Earlier this month car valuator Kelly Blue Book lowered the resale value of some recalled Toyotas a couple of percentage points.
But Dennis DesRosiers, Canada's best-known auto analyst, says it's probably too early to gauge the long-term effect on the brand's used-car cachet.
If new-car sales are anything to go by, Toyota should weather the storm. While U.S. sales slumped, sales in Canada were up substantially in February despite a 10-day sales shutdown.
"The consumer appears to be giving them the benefit of the doubt at least for now," DesRosiers says.
George Iny, president of the Automobile Protection Association, also thinks the company has enough goodwill stockpiled with consumers that if there's a used-car price dip it won't last long.
"Our sense at APA is that it's temporary, if it exists at all," Iny says.
But Iny also says his office has heard complaints some Toyota dealers initially refused to accept vehicles on the recall list as trade-ins before the company delivered the fix for sticky gas pedals.
U.S.-based Edmunds Inc., which tracks automotive data for consumers and the industry, says on its website that it still thinks Toyotas are a good, safe buy.
"We don't mean to minimize the severity of Toyota's recent recalls, but so far none has changed our determination of the overall performance, reliability, safety or value offered by the Toyota vehicles recommended on our site," it says.
If anything, it says the controversy is a useful tool for shoppers who want to drive a better bargain on a Toyota.
"In negotiations, you can create leverage to get a lower price by expressing your concern over the safety issue in the recall," Edmunds suggests.
But it does warn resale values potentially could be reduced by the recalls.
"Toyota's image has been damaged, but it's unknown how long this stigma will remain," the Edmunds article says.
"Three years from now, when you go to sell or trade in your Toyota, this incident might be just a distant memory.
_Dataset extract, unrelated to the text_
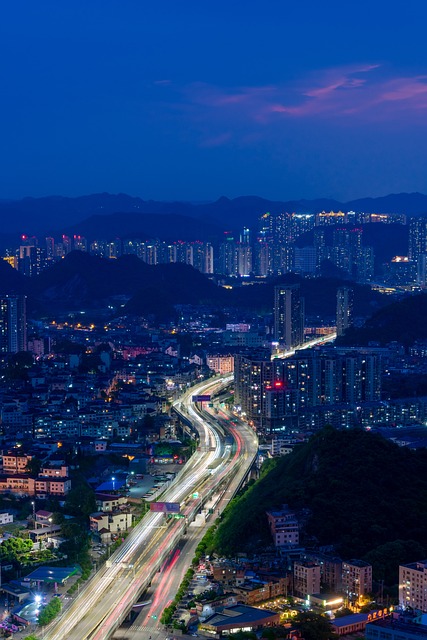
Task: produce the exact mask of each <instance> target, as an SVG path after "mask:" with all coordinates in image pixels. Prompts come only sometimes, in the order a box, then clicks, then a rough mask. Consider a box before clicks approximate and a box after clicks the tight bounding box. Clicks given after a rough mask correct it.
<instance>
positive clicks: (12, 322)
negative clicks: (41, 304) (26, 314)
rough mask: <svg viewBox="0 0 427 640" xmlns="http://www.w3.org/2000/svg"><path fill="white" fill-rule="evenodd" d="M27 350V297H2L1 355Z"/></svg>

But if these recalls trigger a steady downward trend it could cost you some money."
It also recommends anyone buying a used Toyota run its vehicle-identification number to see if it was subject to the recall, then confirm the defect was repaired by checking its service records.
Iny says he doubts the controversy will depress Toyota resale values in the long term because most people still have confidence in the product.
But that golden aura of unassailable quality may dim.
"What they don't necessarily have is a premium they may have once had over certain other brands," says Iny. "It's still a line of cars and trucks that would be the envy of most manufacturers."
What may harm resale values, he says, is Toyota's own efforts to hold onto its customers with new-car incentives, including cash rebates it used to shun, low-interest financing and other promotions.
They'll narrow the gap between the cost of a new Toyota and a comparable three-year-old one, says Iny.
"That will have a bigger impact than the fact that used car buyers might be shying away from them."